What is the government doing to improve the situation?

That’s the big question. We will know the answer on Monday, November 25th, when the government will present the results of its first “Grenelle against intimate partner violence,” launched in September. 

France is currently under pressure both from the outside and within for not doing enough to fight violence against women.

A new report, published this Tuesday by a European Council expert group stated that, despite having made several steps of progress, the country’s “figures on violence against women and the impunity of perpetrators remain worrying.”

The report also qualified the existing French support system as inadequate and called for stronger measures to be taken to protect victims of violence.

Earlier this year, President Emmanuel Macron paid a visit to a women's support service in Paris and overheard a phone call where a gendarme was refusing to help a domestic violence victim, wrongly claiming that the law prevented him from helping. 

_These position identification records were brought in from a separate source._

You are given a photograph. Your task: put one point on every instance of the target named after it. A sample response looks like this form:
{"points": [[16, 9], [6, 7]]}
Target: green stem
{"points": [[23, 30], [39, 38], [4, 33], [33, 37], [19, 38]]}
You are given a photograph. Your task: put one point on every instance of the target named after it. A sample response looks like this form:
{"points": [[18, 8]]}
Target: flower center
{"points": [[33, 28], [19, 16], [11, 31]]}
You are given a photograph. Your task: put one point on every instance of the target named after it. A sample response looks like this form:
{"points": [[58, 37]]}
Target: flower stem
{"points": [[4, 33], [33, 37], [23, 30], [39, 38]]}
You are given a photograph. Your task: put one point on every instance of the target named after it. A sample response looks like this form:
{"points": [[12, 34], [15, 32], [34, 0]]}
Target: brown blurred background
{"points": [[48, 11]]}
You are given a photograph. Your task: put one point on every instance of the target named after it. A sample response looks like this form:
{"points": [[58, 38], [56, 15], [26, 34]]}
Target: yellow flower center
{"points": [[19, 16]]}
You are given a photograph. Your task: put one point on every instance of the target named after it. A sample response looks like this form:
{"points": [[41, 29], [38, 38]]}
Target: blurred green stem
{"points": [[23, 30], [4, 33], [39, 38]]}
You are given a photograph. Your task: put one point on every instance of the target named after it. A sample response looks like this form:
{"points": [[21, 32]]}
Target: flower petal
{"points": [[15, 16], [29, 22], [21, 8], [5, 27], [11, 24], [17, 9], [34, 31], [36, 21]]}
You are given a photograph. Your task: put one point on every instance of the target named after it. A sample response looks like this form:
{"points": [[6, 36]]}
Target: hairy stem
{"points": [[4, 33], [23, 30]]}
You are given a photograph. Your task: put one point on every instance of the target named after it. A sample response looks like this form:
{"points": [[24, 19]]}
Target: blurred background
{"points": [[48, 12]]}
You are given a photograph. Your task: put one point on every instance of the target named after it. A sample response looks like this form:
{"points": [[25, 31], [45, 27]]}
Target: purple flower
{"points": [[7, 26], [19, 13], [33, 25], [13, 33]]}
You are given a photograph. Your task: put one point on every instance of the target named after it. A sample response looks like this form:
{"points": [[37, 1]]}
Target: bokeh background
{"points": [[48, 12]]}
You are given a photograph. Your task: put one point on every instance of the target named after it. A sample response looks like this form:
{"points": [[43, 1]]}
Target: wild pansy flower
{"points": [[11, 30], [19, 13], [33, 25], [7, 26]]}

"She left him, he killed her." PHOTO: AFP.

Will the Grenelle be a turning point for France?

That's the hope, although organisations remain cautious until the final results are presented. A range of organisations, associations and even family members of victims took part in the Grenelle to offer their expert advice. The plan will contain both political and economic measures to improve the existing system.

Hélène De Ponsay, deputy president of the National Union for Families of Femicide Victims, told The Local that their goal on Saturday is to push for real action.

“This needs to be a wake-up-call,” she said.

“We need to show that we won’t hide. We are not ashamed.”

De Ponsay’s sister, Marie-Alice, was killed in April. Her body was found inside a suitcase, floating down the river Oise. Her ex partner quickly became the main suspect. 

“When something this awful happens, the shock is numbing. You don’t know what to do or how to act,” De Ponsay said. 

Marching with Marie-Alice’s photo held high is a way of honouring her sister, making sure that no one forgets why she’s dead.